Congrats to the both of ya.


----------



## john66 (Aug 3, 2006)

your a good uncle looks like he'll be hooked for life.
some green coming you way


----------



## redduck (Jul 26, 2006)

That's what uncles are for. Keep up the good work.


----------



## Hendu3270 (Oct 2, 2006)

Great job on taking your Nephew out fishing! Sounds like you two had a blast.


----------



## bigmark (Jun 28, 2006)

Way to go Mike. Make the other Uncle who slept in look bad. I guess I owe him a trip now.


----------



## seattleman1969 (Jul 17, 2008)

Mike, you dirtbag! good to see you caught some!


----------



## raz1056 (Jun 16, 2006)

Before you know it he'll be taking his girlfriends FISHING instead of the movies! GOOD JOB.


----------



## Aggieangler (May 28, 2004)

bigmark said:


> Way to go Mike. Make the other Uncle who slept in look bad. I guess I owe him a trip now.


Awesome....looks like junior wins again!

Green to ya for taking him out and putting him in the catcher's seat!


----------



## pelochas (Jun 15, 2005)

im waiting for the day i take my son out wading. right now, hes just too small, but the rate hes growing maybe next year

green to ya


----------



## geezuphosdn (Jun 5, 2006)

Mannnnn, Stade has really lost some weight.


----------



## seattleman1969 (Jul 17, 2008)

that's what happen when you be smokin' the crack!



geezuphosdn said:


> Mannnnn, Stade has really lost some weight.


----------



## saltwater_therapy (Oct 14, 2005)

kelp??? probably sargassum. way to go taking the little guy to whack some trout.


----------



## NOFNSUZIES (Mar 20, 2007)

I DON'T KNOW ABOUT SARGASSUM. LOOKS LIKE SOME SARCASSUM TO ME.


saltwater_therapy said:


> kelp??? probably sargassum. way to go taking the little guy to whack some trout.


----------



## Magnolia (Dec 2, 2007)

great story. Where did ya'll get out in the surf? East or west end of the island?


----------



## Trinity Baymaster18 (Jul 17, 2008)

very good job its always good to get the kids out on the water nice trout !


----------



## Dipsay (Apr 28, 2006)

way to go dude! Both of you will remember that trip for the rest of your lives. Huge Congrats!


----------



## 4-G-RANCH (Jun 21, 2008)

Outstanding fishing trip hooked for life..................


----------



## NOFNSUZIES (Mar 20, 2007)

Magnolia said:


> great story. Where did ya'll get out in the surf? East or west end of the island?

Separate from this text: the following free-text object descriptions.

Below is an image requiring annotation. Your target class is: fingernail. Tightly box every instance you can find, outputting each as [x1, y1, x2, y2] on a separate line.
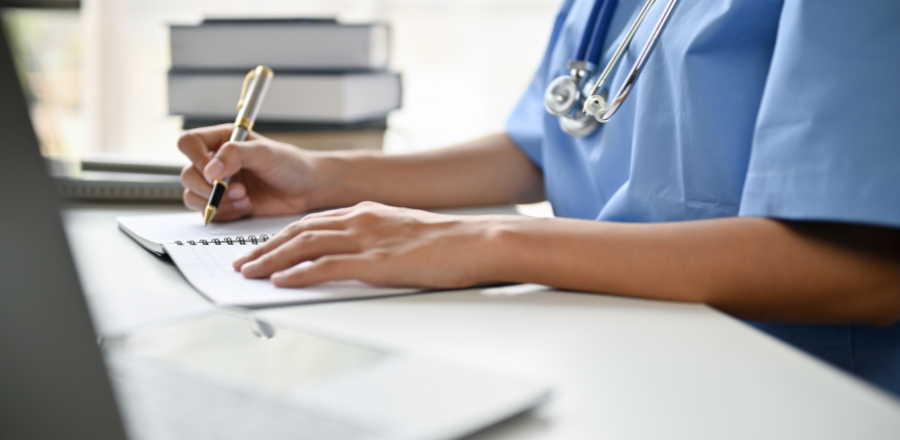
[205, 159, 224, 179]
[227, 186, 245, 199]
[271, 272, 287, 286]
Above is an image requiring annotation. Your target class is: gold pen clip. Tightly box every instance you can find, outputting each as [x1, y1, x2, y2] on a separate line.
[236, 65, 274, 110]
[236, 70, 256, 111]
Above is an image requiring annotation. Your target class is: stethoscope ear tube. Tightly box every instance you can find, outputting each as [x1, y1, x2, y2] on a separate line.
[584, 0, 680, 123]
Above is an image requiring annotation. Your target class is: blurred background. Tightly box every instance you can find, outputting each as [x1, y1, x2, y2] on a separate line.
[4, 0, 560, 162]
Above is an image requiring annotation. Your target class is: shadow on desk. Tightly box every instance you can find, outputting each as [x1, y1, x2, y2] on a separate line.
[464, 408, 551, 440]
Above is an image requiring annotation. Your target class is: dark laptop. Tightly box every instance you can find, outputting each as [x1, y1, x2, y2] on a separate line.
[0, 23, 128, 440]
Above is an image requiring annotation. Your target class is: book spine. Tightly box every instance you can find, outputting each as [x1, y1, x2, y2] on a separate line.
[56, 178, 184, 201]
[170, 23, 389, 70]
[167, 71, 401, 123]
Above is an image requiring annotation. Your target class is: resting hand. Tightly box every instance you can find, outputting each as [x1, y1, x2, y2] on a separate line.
[178, 124, 319, 221]
[233, 201, 511, 288]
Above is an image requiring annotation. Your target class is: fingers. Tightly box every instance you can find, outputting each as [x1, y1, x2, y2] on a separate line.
[182, 189, 253, 221]
[204, 139, 273, 182]
[234, 202, 395, 281]
[181, 164, 213, 197]
[183, 189, 207, 211]
[233, 217, 350, 269]
[271, 254, 375, 287]
[178, 125, 238, 214]
[227, 183, 246, 200]
[182, 164, 249, 203]
[240, 231, 359, 279]
[178, 133, 212, 175]
[177, 124, 233, 174]
[230, 192, 252, 212]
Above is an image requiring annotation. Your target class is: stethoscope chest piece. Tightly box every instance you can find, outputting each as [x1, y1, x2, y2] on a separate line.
[544, 70, 600, 137]
[543, 62, 597, 137]
[544, 75, 580, 116]
[559, 110, 600, 137]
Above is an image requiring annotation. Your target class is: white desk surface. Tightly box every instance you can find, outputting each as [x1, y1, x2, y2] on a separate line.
[63, 203, 900, 440]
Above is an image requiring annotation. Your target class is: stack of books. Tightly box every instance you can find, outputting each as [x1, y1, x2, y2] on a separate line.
[168, 18, 399, 151]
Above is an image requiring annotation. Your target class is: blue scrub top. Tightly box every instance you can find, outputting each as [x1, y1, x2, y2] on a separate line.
[506, 0, 900, 395]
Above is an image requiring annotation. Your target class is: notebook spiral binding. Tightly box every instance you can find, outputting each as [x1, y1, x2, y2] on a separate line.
[174, 234, 273, 246]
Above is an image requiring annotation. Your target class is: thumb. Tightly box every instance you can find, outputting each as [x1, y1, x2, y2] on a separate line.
[203, 139, 271, 182]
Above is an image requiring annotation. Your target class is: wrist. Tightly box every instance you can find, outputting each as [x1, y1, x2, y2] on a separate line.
[304, 150, 384, 210]
[475, 216, 536, 284]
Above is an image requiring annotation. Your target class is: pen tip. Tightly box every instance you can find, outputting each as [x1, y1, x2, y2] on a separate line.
[203, 206, 216, 226]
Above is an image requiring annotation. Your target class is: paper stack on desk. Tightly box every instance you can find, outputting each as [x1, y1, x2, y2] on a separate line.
[168, 18, 400, 151]
[118, 212, 421, 307]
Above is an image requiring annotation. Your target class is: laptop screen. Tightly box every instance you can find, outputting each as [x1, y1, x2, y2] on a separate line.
[0, 21, 128, 440]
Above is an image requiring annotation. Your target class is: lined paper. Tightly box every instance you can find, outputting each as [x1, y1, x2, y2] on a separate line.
[163, 241, 420, 307]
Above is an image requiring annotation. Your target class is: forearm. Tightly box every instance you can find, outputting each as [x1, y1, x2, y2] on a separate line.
[306, 133, 544, 210]
[487, 216, 900, 325]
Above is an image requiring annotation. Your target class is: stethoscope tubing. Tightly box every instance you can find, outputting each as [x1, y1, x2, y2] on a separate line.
[575, 0, 607, 62]
[579, 0, 619, 65]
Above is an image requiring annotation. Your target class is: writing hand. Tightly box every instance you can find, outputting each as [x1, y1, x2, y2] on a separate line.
[178, 124, 320, 221]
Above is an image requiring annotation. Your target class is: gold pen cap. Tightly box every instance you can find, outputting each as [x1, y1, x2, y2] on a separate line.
[234, 66, 274, 132]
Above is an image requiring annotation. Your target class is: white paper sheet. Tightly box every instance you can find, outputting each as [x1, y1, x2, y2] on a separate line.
[163, 241, 421, 307]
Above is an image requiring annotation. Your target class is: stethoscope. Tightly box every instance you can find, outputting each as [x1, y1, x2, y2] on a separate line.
[544, 0, 680, 137]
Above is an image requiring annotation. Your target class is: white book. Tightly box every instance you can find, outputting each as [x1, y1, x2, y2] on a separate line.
[117, 213, 421, 307]
[168, 71, 401, 123]
[170, 19, 390, 71]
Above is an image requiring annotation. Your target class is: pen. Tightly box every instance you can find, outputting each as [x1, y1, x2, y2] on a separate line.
[203, 65, 274, 226]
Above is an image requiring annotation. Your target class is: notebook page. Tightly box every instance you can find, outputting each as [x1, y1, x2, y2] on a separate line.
[118, 212, 306, 247]
[163, 241, 422, 307]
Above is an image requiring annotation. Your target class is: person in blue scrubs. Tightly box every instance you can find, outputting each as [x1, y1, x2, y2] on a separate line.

WEST END. LAST SUNDAY MORNING(07-20).


----------



## Fisch Girl (Jul 14, 2008)

nice pics


----------



## saltwaterslayer (Jul 25, 2008)

bigmark said:


> Way to go Mike. Make the other Uncle who slept in look bad. I guess I owe him a trip now.


when will that be​


----------



## The Machine (Jun 4, 2007)

can't beat it while their biting


----------



## saltwaterslayer (Jul 25, 2008)

NOFNSUZIES said:


> TOOK MY LITTLE NEPHEW FOR HIS FIRST WADE IN THE SURF THIS PAST SUNDAY. FROM DAYLIGHT UNTIL ABOUT 8, THE BITE WAS NON-STOP. EVEN AFTER IT SLOWED A BIT, IT WAS STILL PRETTY CONSISTENT. WE SPENT THE FIRST HALF OF THE MORNING SWAPPING RODS-I WOULD HAND HIM ONE WITH A SHRIMP READY TO CAST FOR THE ONE HE WOULD HAND ME WITH A TROUT TO REMOVE AND RE-BAIT. HE IS CAPABLE OF DOING THAT HIMSELF, BUT I WANTED HIM TO GET EM WHILE THEY WERE BITING. HE WAS ARMPIT DEEP AND LOVING EVERY SECOND OF IT. WE ENDED UP KEEPING 8 SANDIES AND 8 SPECS AND RELEASED MANY OTHERS. HE ALSO CAUGHT HIS FIRST SHARK WHICH REALLY TOPPED OFF THE DAY FOR HIM. WE BOTH HAD A BLAST AND FINISHED UP THE MORNING WITH A SWIM IN THE SURF THROWING KELP AT EACHOTHER.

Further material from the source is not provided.